Sunday, June 3, 2018

To Be An Ultra-Sensitive Hyper-Empath And Not Take Xanax

Over my entire life, I experienced my own deep emotions and feelings being an ultra-sensitive hyper-empath absorbing the emotions, feelings and thoughts of people, animals, buildings, the seasons, the elements and that which is beyond the physical realm.

I was picked on as a child, judged, under appreciated and stayed on the outside of social groups most of my life while still becoming a leader in many groups. I was temperamental and reactive, moody, melancholy, had low self-worth and self-esteem, was mostly shy even though I was both an introvert and an extrovert at the same time. Yet, through all this inner strife and tension, I never took drugs, including prescribed drugs, never drank alcohol or became addicted to anything to relieve my empathic nature, my existential angst. I was never clinically depressed or suicidal. The only time I got counseling was when I went to family counseling with my wife and son to help us figure out how to be better parents, a better family, a better couple. How did I do it?

What I discovered about myself through many years of soul-searching, self-analysis and introspection is that I am able to handle large amounts of stress without cracking. Certainly there were moments of anxiety, resentment and frustration. There is within me a natural Zen Garden where I can allow all things to be and not lose my mind. You can call it an inner strength if you like. You can say also that I learned to tame my physical and emotional self where I had domain over myself and I could control my passions. I had this ability since a young age, I just didn’t know how to use it at first.

I believe that all humans have this inner Zen Garden if they are willing to find it within. While we each have our own level of this Zen ability, it can be cultivated and these are the practices I used to strengthen my natural Zen condition:


1. I faced my emotions and allowed myself to feel.

2. I became more assertive in dealing with difficult emotional situations and people by confronting them.

3. I learned how to fast so that I could be in control of my body.

4. I learned to meditate so that I may connect to The All There Is.

5. I learned how not to sweat the small things and not have emotions when I went from point A to point A in ANY endeavor like driving in traffic (road rage).

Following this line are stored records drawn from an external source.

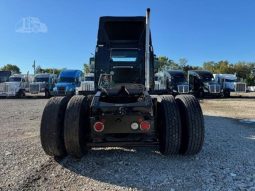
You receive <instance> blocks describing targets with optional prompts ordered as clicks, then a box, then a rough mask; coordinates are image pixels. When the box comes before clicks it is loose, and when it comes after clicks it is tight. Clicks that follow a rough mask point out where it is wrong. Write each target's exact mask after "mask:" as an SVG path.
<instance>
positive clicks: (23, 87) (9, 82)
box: [0, 74, 28, 98]
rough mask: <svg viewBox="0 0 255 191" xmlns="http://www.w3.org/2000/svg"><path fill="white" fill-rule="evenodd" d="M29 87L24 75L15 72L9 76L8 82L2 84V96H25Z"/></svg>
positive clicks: (19, 97)
mask: <svg viewBox="0 0 255 191" xmlns="http://www.w3.org/2000/svg"><path fill="white" fill-rule="evenodd" d="M27 89H28V82H27V81H26V79H25V77H24V75H21V74H15V75H12V76H10V77H9V80H8V81H7V82H3V83H1V84H0V96H4V97H19V98H21V97H25V95H26V90H27Z"/></svg>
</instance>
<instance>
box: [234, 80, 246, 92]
mask: <svg viewBox="0 0 255 191" xmlns="http://www.w3.org/2000/svg"><path fill="white" fill-rule="evenodd" d="M235 91H236V92H246V83H240V82H237V83H236V84H235Z"/></svg>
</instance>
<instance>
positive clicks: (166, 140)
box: [157, 95, 204, 155]
mask: <svg viewBox="0 0 255 191" xmlns="http://www.w3.org/2000/svg"><path fill="white" fill-rule="evenodd" d="M158 108H159V109H158V117H157V118H158V129H159V148H160V152H161V153H163V154H165V155H169V154H184V155H194V154H197V153H199V152H200V151H201V149H202V146H203V143H204V119H203V113H202V110H201V107H200V104H199V102H198V100H197V99H196V98H195V97H194V96H192V95H178V96H176V97H175V98H174V97H173V96H171V95H167V96H159V99H158Z"/></svg>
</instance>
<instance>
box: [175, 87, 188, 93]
mask: <svg viewBox="0 0 255 191" xmlns="http://www.w3.org/2000/svg"><path fill="white" fill-rule="evenodd" d="M177 88H178V92H179V93H180V94H185V93H189V85H178V86H177Z"/></svg>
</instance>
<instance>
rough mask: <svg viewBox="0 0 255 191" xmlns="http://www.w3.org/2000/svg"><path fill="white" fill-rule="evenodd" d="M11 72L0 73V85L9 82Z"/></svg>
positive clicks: (11, 73) (2, 71)
mask: <svg viewBox="0 0 255 191" xmlns="http://www.w3.org/2000/svg"><path fill="white" fill-rule="evenodd" d="M11 74H12V72H11V71H4V70H1V71H0V83H3V82H7V81H8V80H9V77H10V76H11Z"/></svg>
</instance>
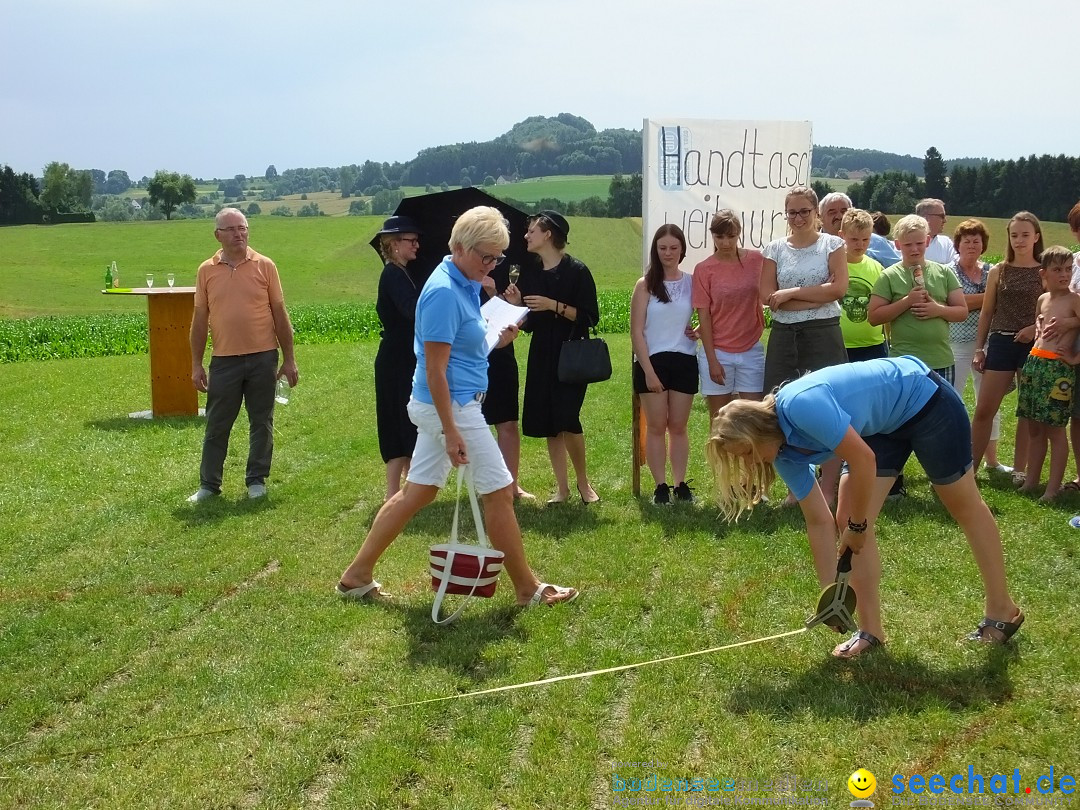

6. I learned to have loving-detachment and simply allow others to learn from their mistakes instead of always helping them.

7. I leaned to accept myself for who I am and see myself as a master and not as weak.

8. I learned to Be myself and speak my truth always.

9. I learned to enjoy being alone.

10. I learned that everyone is in the act of becoming and who they are is EXACTLY who they should be. I therefore have no expectations of them.

These are a few of the practices I have learned to keep me out of the grips of Xanax, alcohol and addiction. Don’t feel sorry for yourself. Take action. Become Zen.